Isu seputar sistem kafala dan wanita dalam olahraga, yang penting hingga awal abad ke-21, telah berubah dengan cepat sejak pengumuman tuan rumah Piala Dunia Qatar, dan perubahan ini sekarang menjadi norma di negara Teluk dan akan sangat berpengaruh.

Sulit dibalik, karena nilai dan praktik transnasional. Yang diadopsi Qatar dalam persiapan turnamen, karena ada kemungkinan itu akan menjadi warisan permanen setelah 2022 dan bukan acara yang lewat.

Mungkin asosiasi Eropa seharusnya lebih tertarik untuk mengajari para penggemarnya tentang etiket menggunakan fasilitas publik di negara tuan rumah mereka daripada memaksakan nilai nilai kehidupan gaya liberal Barat.

Dengan demikian, alasan di balik keinginan Qatar menjadi tuan rumah Piala Dunia menjadi lebih bisa dimengerti.

Tujuannya beragam, Qatar ingin menantang stereotip inti yang diasosiasikan dengan masyarakat Arab.
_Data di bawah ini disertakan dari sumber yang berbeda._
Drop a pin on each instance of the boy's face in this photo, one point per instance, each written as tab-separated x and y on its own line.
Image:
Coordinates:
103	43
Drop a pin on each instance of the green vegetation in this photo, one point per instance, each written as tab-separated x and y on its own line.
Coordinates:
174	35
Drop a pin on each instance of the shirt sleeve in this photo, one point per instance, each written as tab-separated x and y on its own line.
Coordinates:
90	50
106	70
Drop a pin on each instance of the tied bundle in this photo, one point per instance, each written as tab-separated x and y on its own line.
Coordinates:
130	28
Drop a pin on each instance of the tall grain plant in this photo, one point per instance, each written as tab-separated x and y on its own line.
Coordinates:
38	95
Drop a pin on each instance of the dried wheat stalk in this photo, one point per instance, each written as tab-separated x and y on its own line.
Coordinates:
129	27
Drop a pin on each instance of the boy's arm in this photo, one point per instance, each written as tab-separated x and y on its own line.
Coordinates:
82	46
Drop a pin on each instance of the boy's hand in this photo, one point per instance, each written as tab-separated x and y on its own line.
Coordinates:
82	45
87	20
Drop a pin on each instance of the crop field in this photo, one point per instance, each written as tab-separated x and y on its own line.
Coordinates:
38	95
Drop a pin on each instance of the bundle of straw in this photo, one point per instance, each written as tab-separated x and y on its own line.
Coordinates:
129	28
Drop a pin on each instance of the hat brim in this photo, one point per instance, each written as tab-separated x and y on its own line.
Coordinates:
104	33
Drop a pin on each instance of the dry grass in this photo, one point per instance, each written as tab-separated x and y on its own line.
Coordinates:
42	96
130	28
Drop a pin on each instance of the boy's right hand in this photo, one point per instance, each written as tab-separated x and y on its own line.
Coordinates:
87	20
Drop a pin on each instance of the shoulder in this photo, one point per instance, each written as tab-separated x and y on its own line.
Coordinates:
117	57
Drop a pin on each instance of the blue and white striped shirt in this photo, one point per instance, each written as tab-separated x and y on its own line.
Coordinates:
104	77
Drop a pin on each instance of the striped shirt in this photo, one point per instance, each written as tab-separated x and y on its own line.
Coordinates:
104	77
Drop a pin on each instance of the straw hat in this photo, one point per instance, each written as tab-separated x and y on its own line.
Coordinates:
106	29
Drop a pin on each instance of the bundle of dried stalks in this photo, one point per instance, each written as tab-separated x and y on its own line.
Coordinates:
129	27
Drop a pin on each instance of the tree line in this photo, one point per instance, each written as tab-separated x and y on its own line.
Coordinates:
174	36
Ini berusaha untuk menyatakan dirinya sebagai anggota yang sah dari komunitas global, yang nilai dan norma sosialnya sangat mirip dengan yang dipraktekkan dalam demokrasi liberal di Barat, juga bertujuan untuk menekankan bahwa sementara Qatar adalah bagian dari komunitas Arab dan Muslim yang lebih besar, itu juga memiliki identitas nasionalnya sendiri.

Siapa yang tidak toleransi

Namun, media dan liputan Barat tidak mencoba untuk lebih memahami pandangan itu, dan untuk memuji pengalaman Piala Dunia di Qatar, dan apa yang telah di tunjukkan Qatar dalam beradaptasi dengan perubahan sosial yang di paksakan dengan menjadi tuan rumah acara semacam itu, dan citra mental negara.
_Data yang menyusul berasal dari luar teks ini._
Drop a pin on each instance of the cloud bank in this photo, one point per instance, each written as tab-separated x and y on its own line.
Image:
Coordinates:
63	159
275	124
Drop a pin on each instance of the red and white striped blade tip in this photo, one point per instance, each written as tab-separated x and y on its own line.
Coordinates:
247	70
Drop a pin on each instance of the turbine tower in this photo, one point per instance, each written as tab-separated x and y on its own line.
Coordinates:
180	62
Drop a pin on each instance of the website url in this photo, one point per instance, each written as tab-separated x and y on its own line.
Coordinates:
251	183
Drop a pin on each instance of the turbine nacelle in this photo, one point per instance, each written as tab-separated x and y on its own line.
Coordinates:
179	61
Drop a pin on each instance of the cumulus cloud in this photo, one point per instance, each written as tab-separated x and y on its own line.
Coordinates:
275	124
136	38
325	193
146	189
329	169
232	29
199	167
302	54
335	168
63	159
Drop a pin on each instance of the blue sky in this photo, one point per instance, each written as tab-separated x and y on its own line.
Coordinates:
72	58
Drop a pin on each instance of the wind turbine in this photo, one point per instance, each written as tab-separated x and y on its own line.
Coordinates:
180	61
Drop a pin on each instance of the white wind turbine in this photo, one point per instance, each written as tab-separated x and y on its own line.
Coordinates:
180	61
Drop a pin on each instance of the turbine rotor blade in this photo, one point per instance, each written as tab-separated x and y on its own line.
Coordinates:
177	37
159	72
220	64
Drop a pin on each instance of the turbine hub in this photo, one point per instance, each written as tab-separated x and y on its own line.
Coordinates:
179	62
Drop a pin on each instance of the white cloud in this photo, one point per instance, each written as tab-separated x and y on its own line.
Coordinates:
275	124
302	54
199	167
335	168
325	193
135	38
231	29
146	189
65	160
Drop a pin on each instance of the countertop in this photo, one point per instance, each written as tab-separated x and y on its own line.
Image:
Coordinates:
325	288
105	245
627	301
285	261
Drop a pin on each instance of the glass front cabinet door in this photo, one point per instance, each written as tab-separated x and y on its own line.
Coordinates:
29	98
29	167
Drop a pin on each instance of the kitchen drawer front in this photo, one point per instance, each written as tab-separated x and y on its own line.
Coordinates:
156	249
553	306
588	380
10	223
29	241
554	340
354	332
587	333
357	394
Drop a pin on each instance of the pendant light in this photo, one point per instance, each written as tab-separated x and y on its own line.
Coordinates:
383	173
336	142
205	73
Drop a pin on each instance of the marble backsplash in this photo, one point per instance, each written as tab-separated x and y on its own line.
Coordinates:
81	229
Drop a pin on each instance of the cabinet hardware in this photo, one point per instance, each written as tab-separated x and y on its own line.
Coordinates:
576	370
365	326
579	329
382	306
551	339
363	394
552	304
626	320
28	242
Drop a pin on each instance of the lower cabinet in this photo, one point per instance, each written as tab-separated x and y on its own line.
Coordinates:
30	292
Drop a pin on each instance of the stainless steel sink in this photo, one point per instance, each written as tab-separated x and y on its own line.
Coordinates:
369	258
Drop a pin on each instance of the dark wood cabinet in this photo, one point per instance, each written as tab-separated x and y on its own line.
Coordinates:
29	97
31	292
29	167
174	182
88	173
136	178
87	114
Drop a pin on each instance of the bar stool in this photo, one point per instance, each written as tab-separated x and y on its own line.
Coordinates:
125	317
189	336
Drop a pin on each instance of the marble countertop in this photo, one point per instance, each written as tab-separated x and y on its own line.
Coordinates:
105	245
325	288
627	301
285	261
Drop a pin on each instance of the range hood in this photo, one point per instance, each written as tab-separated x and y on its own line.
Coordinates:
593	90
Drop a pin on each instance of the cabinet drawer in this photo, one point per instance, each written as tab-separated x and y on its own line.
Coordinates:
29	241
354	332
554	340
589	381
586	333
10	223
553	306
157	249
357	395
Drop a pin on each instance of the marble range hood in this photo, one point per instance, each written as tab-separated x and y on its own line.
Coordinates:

Dan pada akhirnya, pemain Robertson tidak perlu khawatir keluarganya tinggal di Qatar, karena masyarakat Qatar tidak menyaksikan kekerasan di stadion, dan masyarakat Arab pada umumnya tidak menyaksikan kekerasan di stadion, seperti intensitas yang ada di tempat lain. sukses menjadi tuan rumah Piala Dunia sebelumnya.

Mungkin federasi-federasi timnas Eropa seharusnya lebih peduli untuk mengajarkan pelajaran kepada fans mereka tentang etiket menggunakan fasilitas publik di negara tuan rumah mereka, daripada menyibukkan diri dengan memaksakan nilai-nilai kehidupan ala liberal Barat.

Stadion stadion, tidak jauh dari apa yang terjadi di Euro 2020, dan di final Liga Champions terakhir dari fans Liverpool.